通过间充质干细胞调节线粒体 NDUFS4 缺乏症中的氧化磷酸化和氧化还原稳态。

Modulation of oxidative phosphorylation and redox homeostasis in mitochondrial NDUFS4 deficiency via mesenchymal stem cells.

作者信息

Melcher Marlen, Danhauser Katharina, Seibt Annette, Degistirici Özer, Baertling Fabian, Kondadi Arun Kumar, Reichert Andreas S, Koopman Werner J H, Willems Peter H G M, Rodenburg Richard J, Mayatepek Ertan, Meisel Roland, Distelmaier Felix

机构信息

Department of General Pediatrics, Neonatology and Pediatric Cardiology, University Children's Hospital, Heinrich Heine University Düsseldorf, Moorenstraße 5, 40225, Düsseldorf, Germany.

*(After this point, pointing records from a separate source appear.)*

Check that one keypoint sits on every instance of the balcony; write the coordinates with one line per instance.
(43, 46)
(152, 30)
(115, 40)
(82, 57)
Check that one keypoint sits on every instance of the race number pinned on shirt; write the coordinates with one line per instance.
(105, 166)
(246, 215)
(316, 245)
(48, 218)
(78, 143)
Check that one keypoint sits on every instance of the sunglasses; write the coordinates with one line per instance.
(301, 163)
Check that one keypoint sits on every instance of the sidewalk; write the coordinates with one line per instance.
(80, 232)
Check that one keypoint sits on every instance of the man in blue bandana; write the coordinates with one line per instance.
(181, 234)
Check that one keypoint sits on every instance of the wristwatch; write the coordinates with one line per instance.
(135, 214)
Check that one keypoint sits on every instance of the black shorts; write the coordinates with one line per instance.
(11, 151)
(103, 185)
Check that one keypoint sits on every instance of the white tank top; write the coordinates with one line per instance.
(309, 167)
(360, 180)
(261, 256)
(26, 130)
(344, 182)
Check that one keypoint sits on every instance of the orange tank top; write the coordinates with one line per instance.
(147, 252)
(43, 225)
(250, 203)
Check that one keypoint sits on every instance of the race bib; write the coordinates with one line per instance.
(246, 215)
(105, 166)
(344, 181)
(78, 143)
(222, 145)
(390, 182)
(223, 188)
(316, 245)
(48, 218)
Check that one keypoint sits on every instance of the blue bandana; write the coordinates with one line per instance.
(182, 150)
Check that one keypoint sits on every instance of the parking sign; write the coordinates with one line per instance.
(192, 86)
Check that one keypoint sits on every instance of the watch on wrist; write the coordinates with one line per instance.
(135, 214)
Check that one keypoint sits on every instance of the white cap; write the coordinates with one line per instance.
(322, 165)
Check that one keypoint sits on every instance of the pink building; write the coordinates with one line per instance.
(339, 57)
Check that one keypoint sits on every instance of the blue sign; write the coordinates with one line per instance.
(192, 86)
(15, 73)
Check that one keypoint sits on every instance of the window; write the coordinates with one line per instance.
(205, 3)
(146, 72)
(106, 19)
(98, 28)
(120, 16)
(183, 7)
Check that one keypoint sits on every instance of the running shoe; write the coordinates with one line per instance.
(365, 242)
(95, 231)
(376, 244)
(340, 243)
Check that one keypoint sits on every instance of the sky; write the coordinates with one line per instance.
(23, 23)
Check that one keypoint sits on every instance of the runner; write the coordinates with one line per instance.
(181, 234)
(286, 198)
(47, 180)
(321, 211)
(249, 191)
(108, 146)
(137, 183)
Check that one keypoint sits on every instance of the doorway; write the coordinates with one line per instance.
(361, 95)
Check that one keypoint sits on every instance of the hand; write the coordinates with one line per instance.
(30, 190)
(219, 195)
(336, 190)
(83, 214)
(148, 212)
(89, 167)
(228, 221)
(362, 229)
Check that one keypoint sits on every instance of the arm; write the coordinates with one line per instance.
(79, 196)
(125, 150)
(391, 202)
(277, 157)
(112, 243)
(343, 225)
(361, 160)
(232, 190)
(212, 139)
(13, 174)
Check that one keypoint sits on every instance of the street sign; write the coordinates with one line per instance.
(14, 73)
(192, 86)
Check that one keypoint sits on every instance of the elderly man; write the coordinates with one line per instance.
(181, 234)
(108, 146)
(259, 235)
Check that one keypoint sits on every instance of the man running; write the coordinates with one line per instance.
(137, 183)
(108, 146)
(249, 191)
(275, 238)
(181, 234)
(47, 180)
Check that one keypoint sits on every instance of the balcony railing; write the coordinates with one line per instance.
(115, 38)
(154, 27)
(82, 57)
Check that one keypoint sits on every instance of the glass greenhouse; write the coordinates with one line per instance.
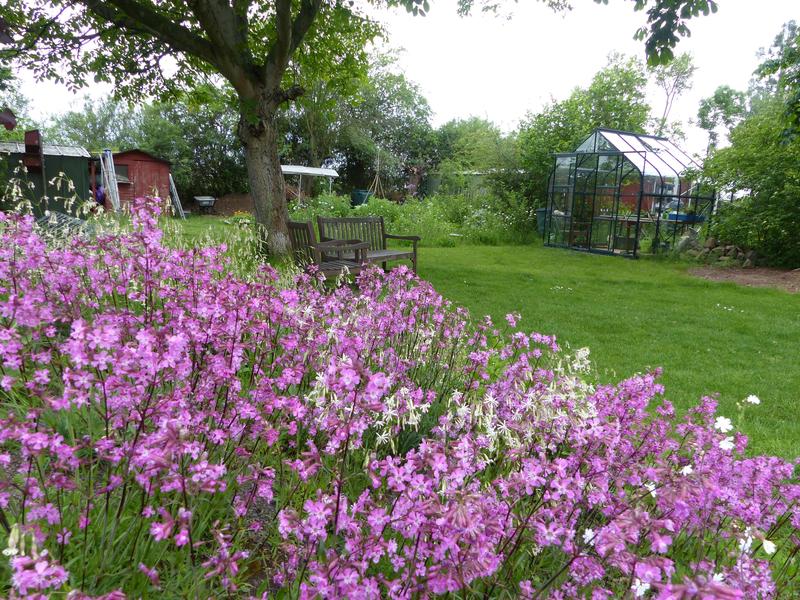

Division of Pediatric Stem Cell Therapy, Clinic for Pediatric Oncology, Hematology and Clinical Immunology, Medical Faculty, Heinrich Heine University Medical Center, Düsseldorf, Germany.

出版信息

Stem Cell Res Ther. 2017 Jun 24;8(1):150. doi: 10.1186/s13287-017-0601-7.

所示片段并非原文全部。